Essen auf dem Abstellgleis

© Christiane Fritz

Ihre Jacken können die Gäste an dem ehemaligen Kleiderständer einer Frankfurter Bahnhofsgaststätte verstauen. An einer Wand, knapp unter der Decke, ist ein Gleis für eine kleine Bahn verlegt. Reschka muss nur auf einen Knopf in der Küche drücken und schon setzen sich Lok und Anhänger in Bewegung. Besonders die kleinen Gäste sind nach der Miniaturausgabe verrückt, erzählt der gelernte Koch.

„Der Waggon ist als Rastmöglichkeit und Unterstand gedacht“, sagt der 39-Jährige, der den Waggon zusammen mit Janine Graupner, seiner Lebensgefährtin, pachtet. Reschka hat früher in Küchen gearbeitet, die mehrere Hundert Quadratmeter groß waren. An die kleine im Rast-Waggon musste er sich erst gewöhnen.

Die Gäste können innen sitzen oder außen in einem kleinen Biergarten. Im Rast-Waggon haben bis zu 35 Personen Platz. Vor allem am Sonntag und an Feiertagen ist viel Betrieb. „Da sollte man sogar reservieren“, empfiehlt Graupner. Montag und Freitag ist Ruhetag.

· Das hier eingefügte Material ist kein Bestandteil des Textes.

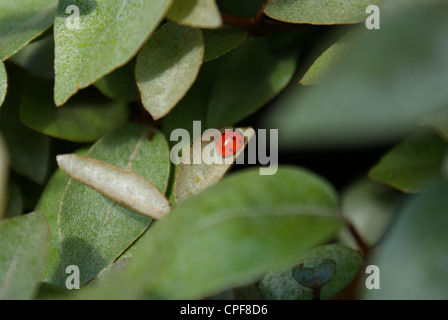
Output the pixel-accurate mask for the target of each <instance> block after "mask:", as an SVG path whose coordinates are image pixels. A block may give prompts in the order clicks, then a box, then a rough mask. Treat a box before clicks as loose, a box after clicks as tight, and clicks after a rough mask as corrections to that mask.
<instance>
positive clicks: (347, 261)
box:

Bei schönem Wetter legen am Rast-Waggon viele Sportler eine Pause ein: Kanufahrer, die auf der Pegnitz paddeln oder Wanderer und Radfahrer, die am Fluss von Neuhaus nach Artelshofen oder Vorra unterwegs sind. Bei Kajakgruppen kann es auch vorkommen, dass „30 Personen auf einmal einfallen“, sagt Reschka. Ganz unvorbereitet trifft es die beiden nicht: Wann die Wassersportler Land betreten, können sie durch die Fenster des Waggons beobachten. Sie eröffnen den Blick auf den Fluss.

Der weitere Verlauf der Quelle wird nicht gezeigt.